Disentanglement of Syntactic Components for Text Generation

Files

Das__Utsav_Tushar.pdf (1.52 MB)

Date

2022-02-18

Authors

Das, Utsav Tushar

Advisor

Vechtomova, Olga

Publisher

University of Waterloo

Abstract

Modelling human generated text, i.e., natural language data, is an important challenge in artificial intelligence. A good AI program should be able to understand and analyze natural language, and generate fluent and accurate responses. This standard is seen in applications of AI for natural language like machine translation, summarization, and dialog generation, all of which require the above ability. This work examines the application of deep neural networks for natural language generation. We explore how graph convolutional networks (GCNs) can be paired with recurrent neural networks (RNNs) for text generation. GCNs have the advantage of being able to leverage the inherent graphical nature of text. Sentences can be expressed as dependency trees, and GCNs can incorporate this information to generate sentences in a syntax-aware manner.

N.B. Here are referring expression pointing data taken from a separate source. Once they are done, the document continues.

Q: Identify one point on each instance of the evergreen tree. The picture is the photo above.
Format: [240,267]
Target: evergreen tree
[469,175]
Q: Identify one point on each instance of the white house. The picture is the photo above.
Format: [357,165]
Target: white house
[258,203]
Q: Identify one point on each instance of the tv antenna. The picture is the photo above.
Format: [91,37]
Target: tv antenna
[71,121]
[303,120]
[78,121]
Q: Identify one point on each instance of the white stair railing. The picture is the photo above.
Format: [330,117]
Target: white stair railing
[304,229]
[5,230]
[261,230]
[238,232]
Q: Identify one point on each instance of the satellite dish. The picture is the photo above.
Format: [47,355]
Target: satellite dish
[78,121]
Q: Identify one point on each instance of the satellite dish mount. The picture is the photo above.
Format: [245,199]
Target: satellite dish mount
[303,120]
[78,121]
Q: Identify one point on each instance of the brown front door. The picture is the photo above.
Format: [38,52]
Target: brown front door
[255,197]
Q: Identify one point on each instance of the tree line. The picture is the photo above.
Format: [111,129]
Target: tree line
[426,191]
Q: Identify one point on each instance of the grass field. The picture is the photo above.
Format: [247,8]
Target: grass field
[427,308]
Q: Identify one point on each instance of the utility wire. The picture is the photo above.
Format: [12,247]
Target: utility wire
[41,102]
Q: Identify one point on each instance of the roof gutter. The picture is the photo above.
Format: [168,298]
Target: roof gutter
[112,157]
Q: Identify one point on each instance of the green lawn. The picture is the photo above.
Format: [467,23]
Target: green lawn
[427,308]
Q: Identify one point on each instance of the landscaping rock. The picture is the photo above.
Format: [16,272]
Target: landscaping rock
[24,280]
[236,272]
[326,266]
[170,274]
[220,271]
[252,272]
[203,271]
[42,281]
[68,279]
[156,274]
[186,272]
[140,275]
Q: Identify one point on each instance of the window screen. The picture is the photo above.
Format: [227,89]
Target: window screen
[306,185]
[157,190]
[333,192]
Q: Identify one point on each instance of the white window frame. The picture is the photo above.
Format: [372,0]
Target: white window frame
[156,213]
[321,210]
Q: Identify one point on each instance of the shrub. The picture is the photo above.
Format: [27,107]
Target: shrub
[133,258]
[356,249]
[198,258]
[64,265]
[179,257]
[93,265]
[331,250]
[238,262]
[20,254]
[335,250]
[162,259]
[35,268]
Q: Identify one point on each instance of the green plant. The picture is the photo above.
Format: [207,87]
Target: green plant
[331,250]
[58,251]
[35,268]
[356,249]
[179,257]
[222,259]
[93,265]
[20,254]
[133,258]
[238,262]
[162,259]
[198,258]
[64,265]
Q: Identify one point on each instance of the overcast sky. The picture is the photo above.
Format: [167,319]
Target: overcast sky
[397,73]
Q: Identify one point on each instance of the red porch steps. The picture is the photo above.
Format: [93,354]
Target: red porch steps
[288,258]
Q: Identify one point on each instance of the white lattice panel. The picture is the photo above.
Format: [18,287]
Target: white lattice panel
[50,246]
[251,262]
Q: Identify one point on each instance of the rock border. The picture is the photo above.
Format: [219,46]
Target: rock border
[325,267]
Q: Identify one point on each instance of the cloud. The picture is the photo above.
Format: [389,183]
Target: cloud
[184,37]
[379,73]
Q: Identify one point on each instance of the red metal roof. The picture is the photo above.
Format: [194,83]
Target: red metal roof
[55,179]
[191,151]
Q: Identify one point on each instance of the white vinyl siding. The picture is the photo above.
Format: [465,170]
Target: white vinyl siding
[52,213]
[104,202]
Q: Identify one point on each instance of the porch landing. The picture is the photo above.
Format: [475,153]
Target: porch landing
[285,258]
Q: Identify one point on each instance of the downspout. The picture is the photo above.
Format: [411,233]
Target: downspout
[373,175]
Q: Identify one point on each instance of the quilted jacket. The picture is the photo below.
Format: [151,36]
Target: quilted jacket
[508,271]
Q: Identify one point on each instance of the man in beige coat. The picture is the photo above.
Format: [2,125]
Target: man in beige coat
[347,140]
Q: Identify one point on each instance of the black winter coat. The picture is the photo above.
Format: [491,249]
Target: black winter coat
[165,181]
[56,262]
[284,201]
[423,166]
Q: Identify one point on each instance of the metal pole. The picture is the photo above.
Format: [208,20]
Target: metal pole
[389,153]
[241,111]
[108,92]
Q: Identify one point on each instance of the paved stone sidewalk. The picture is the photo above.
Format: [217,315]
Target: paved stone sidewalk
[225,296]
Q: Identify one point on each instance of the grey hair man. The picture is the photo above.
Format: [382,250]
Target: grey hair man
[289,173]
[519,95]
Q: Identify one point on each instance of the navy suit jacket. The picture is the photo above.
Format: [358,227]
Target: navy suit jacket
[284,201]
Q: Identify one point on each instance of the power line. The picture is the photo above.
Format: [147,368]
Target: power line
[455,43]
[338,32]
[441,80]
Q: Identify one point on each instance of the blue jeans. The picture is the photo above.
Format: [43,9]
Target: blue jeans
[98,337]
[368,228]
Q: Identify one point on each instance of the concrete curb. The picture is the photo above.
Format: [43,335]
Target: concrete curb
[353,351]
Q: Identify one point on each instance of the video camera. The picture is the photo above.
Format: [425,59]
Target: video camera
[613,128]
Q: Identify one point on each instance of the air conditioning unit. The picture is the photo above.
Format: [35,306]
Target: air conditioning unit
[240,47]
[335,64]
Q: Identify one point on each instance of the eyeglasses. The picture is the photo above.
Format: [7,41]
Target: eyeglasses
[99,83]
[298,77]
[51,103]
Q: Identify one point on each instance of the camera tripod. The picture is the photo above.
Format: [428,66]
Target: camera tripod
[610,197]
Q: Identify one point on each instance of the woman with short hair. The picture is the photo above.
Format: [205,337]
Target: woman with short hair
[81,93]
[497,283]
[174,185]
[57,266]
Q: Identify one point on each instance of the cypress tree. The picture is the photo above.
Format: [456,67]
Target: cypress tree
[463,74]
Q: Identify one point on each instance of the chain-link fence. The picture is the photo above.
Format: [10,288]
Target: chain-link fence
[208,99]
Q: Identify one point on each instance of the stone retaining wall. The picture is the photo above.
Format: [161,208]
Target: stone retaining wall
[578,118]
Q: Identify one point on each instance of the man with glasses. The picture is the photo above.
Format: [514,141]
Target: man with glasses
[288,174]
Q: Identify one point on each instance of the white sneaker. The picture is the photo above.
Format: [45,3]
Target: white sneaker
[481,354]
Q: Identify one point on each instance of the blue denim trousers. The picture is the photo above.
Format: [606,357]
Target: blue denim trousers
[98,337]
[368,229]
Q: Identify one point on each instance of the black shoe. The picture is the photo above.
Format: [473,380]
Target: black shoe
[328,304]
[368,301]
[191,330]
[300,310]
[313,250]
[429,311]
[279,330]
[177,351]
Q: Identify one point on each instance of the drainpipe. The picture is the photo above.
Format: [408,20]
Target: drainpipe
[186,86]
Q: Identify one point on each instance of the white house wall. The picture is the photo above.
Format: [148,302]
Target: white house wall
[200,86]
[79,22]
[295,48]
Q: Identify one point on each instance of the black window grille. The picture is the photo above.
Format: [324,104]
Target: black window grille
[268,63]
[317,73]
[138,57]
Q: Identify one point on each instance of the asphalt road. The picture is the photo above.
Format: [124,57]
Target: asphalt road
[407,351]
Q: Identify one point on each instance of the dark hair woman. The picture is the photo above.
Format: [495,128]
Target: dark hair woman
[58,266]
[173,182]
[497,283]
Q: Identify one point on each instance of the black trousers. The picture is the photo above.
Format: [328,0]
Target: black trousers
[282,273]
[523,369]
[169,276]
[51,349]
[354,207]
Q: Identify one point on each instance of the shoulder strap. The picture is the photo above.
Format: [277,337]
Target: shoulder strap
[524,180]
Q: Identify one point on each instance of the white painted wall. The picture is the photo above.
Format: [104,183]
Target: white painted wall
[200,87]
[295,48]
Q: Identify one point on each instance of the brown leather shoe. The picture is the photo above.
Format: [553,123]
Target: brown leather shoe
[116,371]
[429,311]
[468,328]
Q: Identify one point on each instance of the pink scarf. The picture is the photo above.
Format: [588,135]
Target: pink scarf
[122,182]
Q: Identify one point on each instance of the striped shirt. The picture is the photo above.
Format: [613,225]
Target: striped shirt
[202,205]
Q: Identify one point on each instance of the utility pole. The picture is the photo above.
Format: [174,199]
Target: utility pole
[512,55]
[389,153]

Modelling sentences with both dependency trees and word representations allows us to disentangle the syntactic components of sentences and generate sentences while fusing parts of speech from multiple sentences. Our methodology combines the sentence representations from an RNN with that of a GCN to allow a decoder to gain syntactic information while reconstructing a sentence. We explore different ways of separating the syntax components in a sentence and inspect how the generation operates. We report BLEU and perplexity scores to evaluate how well the model incorporates the content based on its syntax from multiple sentences. We also observe, qualitatively, how the model generates fluent and coherent sentences while assimilating syntactic components from multiple sentences.